Your computer is an instrument — learn to play it like one.

As a software engineer, it’s assumed that knowing how to elegantly navigate a computer is a known skill. It’s an aspect of the craft. It’s what we do. In my opinion, one of the earliest initial indicators of a developer’s skill set is their ability to navigate the very machine that helped me write this article.

This is great, but what about the rest of the working professionals that use a computer for a majority of their day to day tasks?

How much time is spent clicking through tabs at the top of your browser to find which tab you were looking for?

How much time is wasted by switching from your web browser, clicking on your calendar, and then opening email again?

Worst of all, how much time do you spend on a daily basis arranging the windows on your screen to fit in just the right space side by side?

As an instrumentalist of the computer, this is painstaking to watch.

It’s so painstaking that I would argue that lack of ability to effortlessly navigate a computer is one of the lowest hanging fruit one could pick in order to increase their productivity. And of course, what would this post be if it didn’t provide a few fundamental beginner chords for those new to this incredible instrument.

Here are my 5 favorite shortcuts that I use throughout the day that drastically increase my productivity (Mac specific).

  1. Use a tool to manage screen real estate
Shift It
Shift It is a simple tool that adds 10 useful actions to control Mac windows.

By using a screen management tool such as SizeUp or ShiftIt above, you can create shortcuts to move your windows to various parts of the screen. Want your calendar to only show up on the top right-hand corner of your screen? There’s a shortcut for that. Maybe have a stream of information along the right 20% of your screen while you work on the left screen? You can set up a shortcut for that as well. The sky is the limit, and I feel embarrassed to admit I once used a mac without one of these tools installed.

2. Use command + spacebar to open new applications and search for documents using Spotlight

Notice in the above image. I only had to type command + space and then the letter “c” to open chrome instead of reaching for the mouse to click on the Chrome icon. This allows you to hide the dock of applications along the bottom/side of your screen as well. Faster to open and frees up screen real estate. Win-win.

3. Use command + tab to toggle through open applications

Not my personal screen for lack of ability to take a screenshot whilst switching applications.

Instead of reaching for the mouse to click on a new application, simply press command + tab to jump to the last application you were using, or command + shift + tab to jump the opposite direction to the application that has been open the longest without being used.

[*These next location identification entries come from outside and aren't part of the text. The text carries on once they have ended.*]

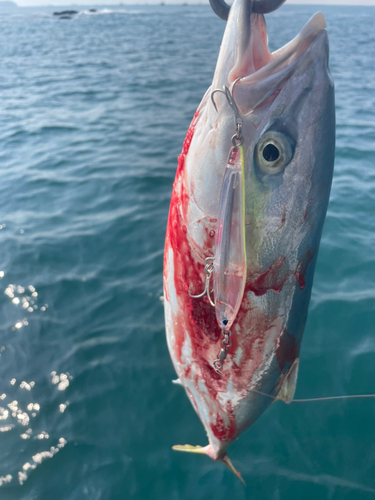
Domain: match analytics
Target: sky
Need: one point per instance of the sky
(29, 3)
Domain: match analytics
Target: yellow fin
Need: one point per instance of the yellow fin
(231, 467)
(190, 449)
(206, 450)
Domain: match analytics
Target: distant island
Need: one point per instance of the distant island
(7, 5)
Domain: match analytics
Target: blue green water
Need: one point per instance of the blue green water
(93, 113)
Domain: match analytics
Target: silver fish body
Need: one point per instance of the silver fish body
(286, 102)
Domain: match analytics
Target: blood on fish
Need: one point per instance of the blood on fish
(220, 430)
(301, 270)
(283, 217)
(270, 279)
(288, 350)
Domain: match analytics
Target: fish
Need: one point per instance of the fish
(286, 104)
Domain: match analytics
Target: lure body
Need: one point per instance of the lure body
(230, 251)
(286, 101)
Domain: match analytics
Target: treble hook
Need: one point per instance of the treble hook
(232, 103)
(208, 270)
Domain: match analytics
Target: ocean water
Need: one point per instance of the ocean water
(93, 113)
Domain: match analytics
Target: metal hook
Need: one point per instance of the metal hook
(237, 138)
(209, 269)
(230, 98)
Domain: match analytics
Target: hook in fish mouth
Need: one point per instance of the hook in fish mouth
(221, 8)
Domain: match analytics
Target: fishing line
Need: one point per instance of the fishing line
(327, 398)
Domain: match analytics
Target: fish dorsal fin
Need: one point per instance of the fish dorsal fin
(288, 389)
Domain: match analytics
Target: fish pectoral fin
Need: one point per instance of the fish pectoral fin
(231, 467)
(188, 448)
(288, 389)
(177, 382)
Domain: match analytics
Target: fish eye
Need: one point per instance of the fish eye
(273, 152)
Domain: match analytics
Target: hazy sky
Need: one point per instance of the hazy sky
(27, 3)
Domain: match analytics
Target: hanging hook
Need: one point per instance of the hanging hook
(208, 270)
(237, 138)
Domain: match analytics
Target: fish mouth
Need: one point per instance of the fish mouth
(253, 60)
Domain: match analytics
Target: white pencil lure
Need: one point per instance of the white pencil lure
(230, 252)
(229, 264)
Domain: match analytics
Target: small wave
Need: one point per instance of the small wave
(94, 12)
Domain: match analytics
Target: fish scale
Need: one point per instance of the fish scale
(286, 104)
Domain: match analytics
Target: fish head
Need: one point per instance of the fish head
(285, 100)
(286, 103)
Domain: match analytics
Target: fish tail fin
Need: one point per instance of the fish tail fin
(207, 450)
(231, 467)
(188, 448)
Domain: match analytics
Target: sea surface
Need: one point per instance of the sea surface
(93, 114)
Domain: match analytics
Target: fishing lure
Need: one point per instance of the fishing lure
(229, 264)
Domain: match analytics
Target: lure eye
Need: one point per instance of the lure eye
(273, 152)
(224, 321)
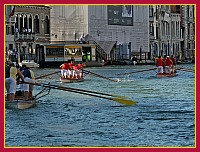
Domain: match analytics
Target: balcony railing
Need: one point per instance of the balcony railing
(24, 37)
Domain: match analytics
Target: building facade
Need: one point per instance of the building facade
(118, 31)
(172, 30)
(26, 27)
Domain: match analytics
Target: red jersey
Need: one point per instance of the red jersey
(173, 60)
(168, 62)
(66, 66)
(159, 62)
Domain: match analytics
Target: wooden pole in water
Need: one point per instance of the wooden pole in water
(18, 55)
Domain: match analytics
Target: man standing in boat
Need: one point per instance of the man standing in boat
(173, 59)
(168, 64)
(28, 88)
(159, 64)
(11, 76)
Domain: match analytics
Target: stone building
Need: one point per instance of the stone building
(26, 27)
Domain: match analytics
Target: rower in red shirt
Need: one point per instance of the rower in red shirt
(173, 59)
(168, 64)
(159, 64)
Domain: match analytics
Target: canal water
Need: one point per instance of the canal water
(164, 114)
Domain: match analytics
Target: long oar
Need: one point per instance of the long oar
(184, 69)
(42, 76)
(120, 100)
(92, 73)
(136, 71)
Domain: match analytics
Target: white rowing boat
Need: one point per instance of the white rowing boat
(166, 75)
(71, 80)
(20, 104)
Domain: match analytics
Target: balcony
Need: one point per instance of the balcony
(24, 37)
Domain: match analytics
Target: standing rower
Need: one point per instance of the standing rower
(159, 64)
(11, 76)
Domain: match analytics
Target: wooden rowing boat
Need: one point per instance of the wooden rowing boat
(20, 104)
(166, 75)
(71, 80)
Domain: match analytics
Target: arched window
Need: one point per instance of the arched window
(25, 22)
(21, 23)
(36, 24)
(46, 25)
(30, 24)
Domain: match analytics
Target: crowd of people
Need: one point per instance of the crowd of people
(166, 64)
(15, 75)
(72, 71)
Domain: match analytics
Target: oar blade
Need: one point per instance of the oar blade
(125, 102)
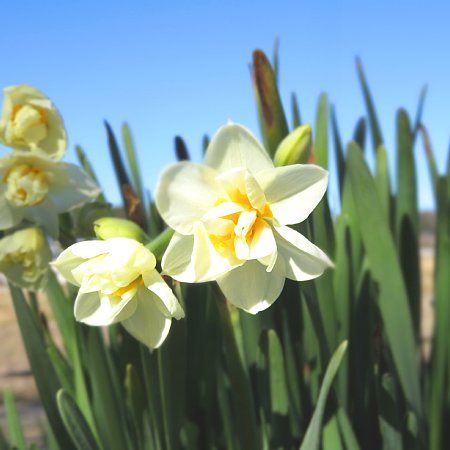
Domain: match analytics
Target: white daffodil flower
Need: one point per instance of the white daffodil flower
(36, 188)
(30, 121)
(24, 258)
(230, 218)
(119, 283)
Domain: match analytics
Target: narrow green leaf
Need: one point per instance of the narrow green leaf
(272, 120)
(390, 426)
(275, 65)
(119, 166)
(133, 207)
(296, 119)
(172, 378)
(347, 433)
(321, 138)
(407, 215)
(382, 180)
(359, 134)
(205, 143)
(406, 174)
(108, 409)
(344, 291)
(340, 159)
(278, 391)
(432, 165)
(418, 120)
(62, 309)
(84, 162)
(151, 382)
(61, 366)
(226, 411)
(311, 440)
(16, 436)
(44, 375)
(386, 272)
(133, 162)
(3, 444)
(331, 436)
(440, 355)
(240, 385)
(75, 423)
(377, 137)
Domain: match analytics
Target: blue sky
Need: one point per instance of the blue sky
(182, 68)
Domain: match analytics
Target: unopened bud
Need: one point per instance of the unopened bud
(295, 148)
(108, 227)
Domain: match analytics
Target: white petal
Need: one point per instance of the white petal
(71, 187)
(193, 259)
(176, 260)
(254, 192)
(185, 193)
(303, 260)
(148, 324)
(263, 241)
(156, 284)
(293, 191)
(251, 287)
(93, 309)
(222, 210)
(234, 146)
(75, 255)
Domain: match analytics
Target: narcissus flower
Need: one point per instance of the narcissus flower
(230, 218)
(30, 121)
(119, 283)
(24, 258)
(35, 188)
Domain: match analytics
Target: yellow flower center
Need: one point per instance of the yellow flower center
(132, 286)
(26, 185)
(243, 227)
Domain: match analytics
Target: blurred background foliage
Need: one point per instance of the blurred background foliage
(335, 363)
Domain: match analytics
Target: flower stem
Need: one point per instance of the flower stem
(239, 380)
(158, 245)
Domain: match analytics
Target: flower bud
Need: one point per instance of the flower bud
(294, 148)
(24, 258)
(109, 227)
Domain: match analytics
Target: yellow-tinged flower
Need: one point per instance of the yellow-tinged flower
(36, 188)
(230, 218)
(30, 121)
(119, 283)
(24, 258)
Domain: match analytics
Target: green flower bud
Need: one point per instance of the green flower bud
(294, 148)
(109, 227)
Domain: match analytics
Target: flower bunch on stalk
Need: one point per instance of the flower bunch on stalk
(231, 218)
(35, 185)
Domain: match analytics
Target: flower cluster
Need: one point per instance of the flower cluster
(35, 185)
(231, 218)
(119, 283)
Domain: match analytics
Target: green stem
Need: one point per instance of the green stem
(164, 408)
(158, 245)
(240, 384)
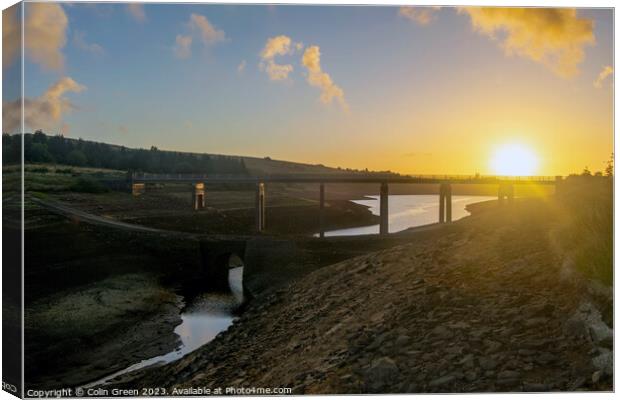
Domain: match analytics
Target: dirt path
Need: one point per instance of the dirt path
(484, 308)
(72, 212)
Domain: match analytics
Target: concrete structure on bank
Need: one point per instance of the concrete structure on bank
(199, 181)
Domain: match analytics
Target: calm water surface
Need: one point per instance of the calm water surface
(406, 211)
(207, 315)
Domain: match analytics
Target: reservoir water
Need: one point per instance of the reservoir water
(208, 314)
(406, 211)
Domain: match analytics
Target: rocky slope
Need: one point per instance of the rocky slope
(485, 306)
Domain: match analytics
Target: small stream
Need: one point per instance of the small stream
(207, 315)
(407, 211)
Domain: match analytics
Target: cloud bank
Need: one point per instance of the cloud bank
(605, 72)
(43, 112)
(419, 15)
(45, 28)
(79, 41)
(136, 10)
(208, 33)
(200, 26)
(554, 37)
(183, 46)
(316, 77)
(11, 35)
(277, 46)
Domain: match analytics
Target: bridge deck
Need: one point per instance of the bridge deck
(193, 178)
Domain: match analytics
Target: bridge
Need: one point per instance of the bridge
(199, 183)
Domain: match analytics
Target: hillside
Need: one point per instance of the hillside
(489, 304)
(42, 148)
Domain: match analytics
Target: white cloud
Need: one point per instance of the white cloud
(79, 41)
(198, 25)
(43, 112)
(316, 77)
(277, 46)
(605, 72)
(554, 37)
(208, 33)
(419, 15)
(45, 29)
(136, 10)
(11, 35)
(182, 47)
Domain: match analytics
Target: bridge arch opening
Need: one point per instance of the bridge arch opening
(226, 273)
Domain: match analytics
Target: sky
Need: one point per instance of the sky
(417, 90)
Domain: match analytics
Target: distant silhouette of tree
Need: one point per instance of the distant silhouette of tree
(609, 170)
(77, 158)
(39, 147)
(40, 153)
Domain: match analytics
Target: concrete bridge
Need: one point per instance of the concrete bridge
(199, 183)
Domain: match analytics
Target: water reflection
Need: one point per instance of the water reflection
(207, 315)
(406, 211)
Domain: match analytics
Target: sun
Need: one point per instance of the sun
(514, 159)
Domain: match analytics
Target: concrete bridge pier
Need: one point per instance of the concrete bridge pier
(138, 189)
(505, 192)
(260, 207)
(383, 210)
(445, 203)
(198, 196)
(322, 210)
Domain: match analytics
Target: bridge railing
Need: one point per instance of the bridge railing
(340, 177)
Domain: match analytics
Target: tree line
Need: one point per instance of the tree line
(42, 148)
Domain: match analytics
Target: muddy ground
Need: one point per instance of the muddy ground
(484, 304)
(99, 299)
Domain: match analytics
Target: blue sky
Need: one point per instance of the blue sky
(428, 97)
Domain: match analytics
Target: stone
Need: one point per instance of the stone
(443, 381)
(402, 340)
(487, 363)
(604, 361)
(471, 376)
(492, 345)
(535, 322)
(467, 361)
(536, 387)
(381, 372)
(596, 377)
(508, 374)
(442, 332)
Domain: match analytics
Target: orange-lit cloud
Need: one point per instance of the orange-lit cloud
(45, 28)
(277, 46)
(43, 112)
(182, 46)
(79, 41)
(554, 37)
(419, 15)
(198, 25)
(605, 72)
(11, 35)
(136, 10)
(208, 33)
(316, 77)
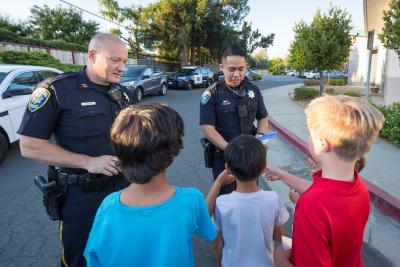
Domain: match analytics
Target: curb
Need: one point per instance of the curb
(386, 203)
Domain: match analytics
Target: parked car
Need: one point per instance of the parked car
(292, 73)
(144, 80)
(311, 75)
(190, 77)
(16, 85)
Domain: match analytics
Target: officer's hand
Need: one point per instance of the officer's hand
(271, 173)
(225, 178)
(107, 165)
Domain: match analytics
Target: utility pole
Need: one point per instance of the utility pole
(370, 47)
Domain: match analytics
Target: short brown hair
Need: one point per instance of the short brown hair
(146, 138)
(350, 124)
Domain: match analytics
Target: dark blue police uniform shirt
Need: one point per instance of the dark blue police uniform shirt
(221, 109)
(78, 112)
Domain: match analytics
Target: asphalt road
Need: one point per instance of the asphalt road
(29, 238)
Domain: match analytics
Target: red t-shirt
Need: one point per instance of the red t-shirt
(329, 222)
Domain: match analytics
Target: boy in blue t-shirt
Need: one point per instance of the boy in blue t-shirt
(149, 223)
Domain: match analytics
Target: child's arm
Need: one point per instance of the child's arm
(298, 184)
(223, 178)
(278, 233)
(282, 257)
(218, 245)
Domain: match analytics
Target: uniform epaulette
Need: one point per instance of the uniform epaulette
(211, 88)
(47, 82)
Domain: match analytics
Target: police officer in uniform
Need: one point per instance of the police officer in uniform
(79, 109)
(229, 108)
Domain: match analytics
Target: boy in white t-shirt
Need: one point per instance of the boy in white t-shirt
(248, 219)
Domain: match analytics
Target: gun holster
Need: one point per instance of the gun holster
(209, 152)
(53, 196)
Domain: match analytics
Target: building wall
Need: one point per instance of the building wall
(392, 78)
(358, 63)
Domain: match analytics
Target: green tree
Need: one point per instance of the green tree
(190, 30)
(277, 66)
(7, 23)
(324, 44)
(129, 16)
(261, 59)
(60, 24)
(390, 35)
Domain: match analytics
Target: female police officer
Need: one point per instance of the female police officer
(229, 108)
(79, 108)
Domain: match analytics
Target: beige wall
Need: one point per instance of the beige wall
(358, 63)
(392, 78)
(373, 13)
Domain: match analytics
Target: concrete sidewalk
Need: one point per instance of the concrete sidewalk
(381, 173)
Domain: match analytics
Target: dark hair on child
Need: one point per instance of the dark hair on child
(246, 157)
(146, 138)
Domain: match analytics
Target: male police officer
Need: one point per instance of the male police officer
(229, 108)
(79, 109)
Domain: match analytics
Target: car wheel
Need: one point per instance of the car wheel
(3, 147)
(163, 90)
(138, 94)
(189, 86)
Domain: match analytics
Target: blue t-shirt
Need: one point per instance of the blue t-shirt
(159, 235)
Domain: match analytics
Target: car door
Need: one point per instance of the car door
(147, 78)
(197, 77)
(157, 74)
(16, 104)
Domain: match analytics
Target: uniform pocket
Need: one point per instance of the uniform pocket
(92, 121)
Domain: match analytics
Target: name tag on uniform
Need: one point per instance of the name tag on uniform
(88, 104)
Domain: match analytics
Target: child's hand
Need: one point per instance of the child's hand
(225, 178)
(294, 196)
(271, 173)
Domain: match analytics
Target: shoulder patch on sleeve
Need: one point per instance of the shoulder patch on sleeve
(205, 97)
(38, 99)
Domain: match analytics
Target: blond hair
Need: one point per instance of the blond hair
(350, 124)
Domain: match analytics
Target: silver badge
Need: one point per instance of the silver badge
(250, 94)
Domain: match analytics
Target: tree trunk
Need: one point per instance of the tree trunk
(183, 55)
(321, 82)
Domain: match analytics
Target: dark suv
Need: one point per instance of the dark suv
(190, 77)
(143, 80)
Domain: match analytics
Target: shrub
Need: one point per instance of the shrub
(9, 36)
(330, 91)
(310, 82)
(339, 82)
(351, 93)
(36, 58)
(304, 93)
(391, 127)
(257, 77)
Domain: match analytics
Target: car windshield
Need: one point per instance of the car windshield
(185, 71)
(132, 72)
(2, 76)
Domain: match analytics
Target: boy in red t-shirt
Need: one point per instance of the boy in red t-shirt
(333, 210)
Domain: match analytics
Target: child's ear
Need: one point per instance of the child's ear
(325, 145)
(228, 170)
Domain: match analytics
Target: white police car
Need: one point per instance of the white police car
(16, 85)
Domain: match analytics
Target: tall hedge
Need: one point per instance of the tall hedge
(36, 58)
(9, 36)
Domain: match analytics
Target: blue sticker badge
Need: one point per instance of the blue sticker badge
(205, 97)
(38, 99)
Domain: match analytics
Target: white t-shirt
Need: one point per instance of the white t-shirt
(247, 221)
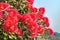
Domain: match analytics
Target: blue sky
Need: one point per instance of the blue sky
(52, 12)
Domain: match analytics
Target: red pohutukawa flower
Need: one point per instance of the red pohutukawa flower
(41, 30)
(41, 10)
(34, 9)
(0, 14)
(19, 33)
(30, 1)
(50, 31)
(33, 35)
(45, 19)
(4, 6)
(12, 12)
(30, 19)
(9, 27)
(29, 6)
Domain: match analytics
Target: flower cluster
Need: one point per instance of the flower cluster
(35, 21)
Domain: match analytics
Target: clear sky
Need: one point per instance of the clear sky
(52, 12)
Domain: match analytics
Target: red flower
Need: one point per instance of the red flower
(33, 35)
(26, 17)
(19, 33)
(13, 19)
(12, 12)
(45, 19)
(34, 9)
(1, 14)
(29, 6)
(39, 15)
(9, 27)
(4, 6)
(19, 16)
(50, 31)
(41, 30)
(30, 1)
(41, 10)
(34, 16)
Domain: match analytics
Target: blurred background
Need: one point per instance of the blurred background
(52, 12)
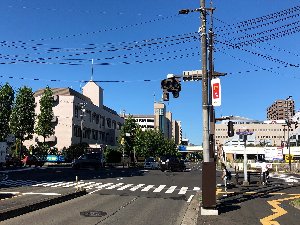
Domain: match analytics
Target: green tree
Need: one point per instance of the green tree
(6, 103)
(23, 115)
(44, 125)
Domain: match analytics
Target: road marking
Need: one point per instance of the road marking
(278, 211)
(190, 198)
(136, 187)
(147, 188)
(171, 189)
(10, 192)
(114, 186)
(124, 187)
(36, 193)
(183, 190)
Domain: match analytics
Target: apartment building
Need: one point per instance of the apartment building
(80, 118)
(281, 110)
(270, 132)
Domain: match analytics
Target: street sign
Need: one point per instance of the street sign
(216, 91)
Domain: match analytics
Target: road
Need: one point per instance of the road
(137, 196)
(115, 196)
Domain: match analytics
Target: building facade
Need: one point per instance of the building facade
(281, 110)
(80, 118)
(160, 120)
(270, 132)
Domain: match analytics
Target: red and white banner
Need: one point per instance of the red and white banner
(216, 91)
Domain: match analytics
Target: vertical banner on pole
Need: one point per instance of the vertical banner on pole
(216, 91)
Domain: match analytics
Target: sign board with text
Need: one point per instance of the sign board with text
(216, 91)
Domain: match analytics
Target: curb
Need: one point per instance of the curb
(191, 214)
(18, 211)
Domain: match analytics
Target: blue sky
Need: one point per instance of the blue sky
(133, 41)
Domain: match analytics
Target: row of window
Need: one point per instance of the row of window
(97, 119)
(92, 134)
(260, 129)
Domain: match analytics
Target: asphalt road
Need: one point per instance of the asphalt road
(115, 195)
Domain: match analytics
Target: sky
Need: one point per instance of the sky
(134, 45)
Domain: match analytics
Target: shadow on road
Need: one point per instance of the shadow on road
(231, 201)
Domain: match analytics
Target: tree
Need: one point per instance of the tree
(23, 115)
(6, 103)
(44, 125)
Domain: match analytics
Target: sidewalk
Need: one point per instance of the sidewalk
(253, 204)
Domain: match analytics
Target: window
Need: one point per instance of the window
(76, 111)
(97, 119)
(89, 116)
(108, 122)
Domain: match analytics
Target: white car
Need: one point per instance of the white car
(151, 163)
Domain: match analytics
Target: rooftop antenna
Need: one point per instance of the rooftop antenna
(92, 69)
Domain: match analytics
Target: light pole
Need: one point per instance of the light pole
(288, 125)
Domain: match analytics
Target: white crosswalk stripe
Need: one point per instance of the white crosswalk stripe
(114, 186)
(183, 190)
(159, 189)
(171, 189)
(93, 186)
(147, 188)
(136, 187)
(124, 187)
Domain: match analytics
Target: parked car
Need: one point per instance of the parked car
(32, 160)
(12, 161)
(151, 163)
(89, 160)
(172, 163)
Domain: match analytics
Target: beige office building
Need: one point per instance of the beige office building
(80, 118)
(161, 120)
(281, 110)
(270, 132)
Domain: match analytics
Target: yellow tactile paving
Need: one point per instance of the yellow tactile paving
(278, 211)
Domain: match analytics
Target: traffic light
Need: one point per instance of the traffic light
(170, 85)
(230, 130)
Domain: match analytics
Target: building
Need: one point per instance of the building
(281, 110)
(161, 120)
(270, 132)
(80, 118)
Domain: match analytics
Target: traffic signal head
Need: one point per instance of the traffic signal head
(165, 96)
(230, 130)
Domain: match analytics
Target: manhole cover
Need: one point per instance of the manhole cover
(93, 213)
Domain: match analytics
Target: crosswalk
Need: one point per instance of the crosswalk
(92, 186)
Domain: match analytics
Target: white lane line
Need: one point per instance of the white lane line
(190, 198)
(114, 186)
(171, 189)
(50, 184)
(183, 190)
(136, 187)
(10, 192)
(36, 193)
(124, 187)
(104, 185)
(147, 188)
(159, 189)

4. Use command + option + left/right arrows to switch web browser tabs

We’ve all been here. We’re doing some research and after a few minutes we look up and all of a sudden have 20 tabs open on the top of our screen. Reaching for the mouse to click through each of these tabs to find what we’re looking for may seem relatively quick, but doing this over and over throughout the day starts to add up. Quickly jump between open tabs by using command + option + left/right arrows, or add to your collection of open tabs by pressing command + T.

5. Use command + L to select the url bar when typing in a new web address

How many times have you finished looking at a webpage and decided to go to another website? Again, instead of taking your hands off of your instrument to reach for the mouse, you can type command + L to highlight the url bar to enter you next web address.

The brief list of shortcuts and productivity hacks are great, but what I would love for you to take away from this piece is the recurring theme — simple things like reaching for the mouse can be incredibly slow compared to a quick shortcut.

A simple exercise to help yourself improve on this is to set your mouse off to the other side of your desk from time to time during some of your most common tasks on the computer, and figure out when you use it most. This is a great opportunity to explore what kinds of shortcuts that particular application has to offer instead of having to use the mouse.

We all know what that humming, almost soothing sound a proficient typist makes as they are working on their day to day activities with no interruptions. The computer is an incredible instrument, and you can learn to play it like one.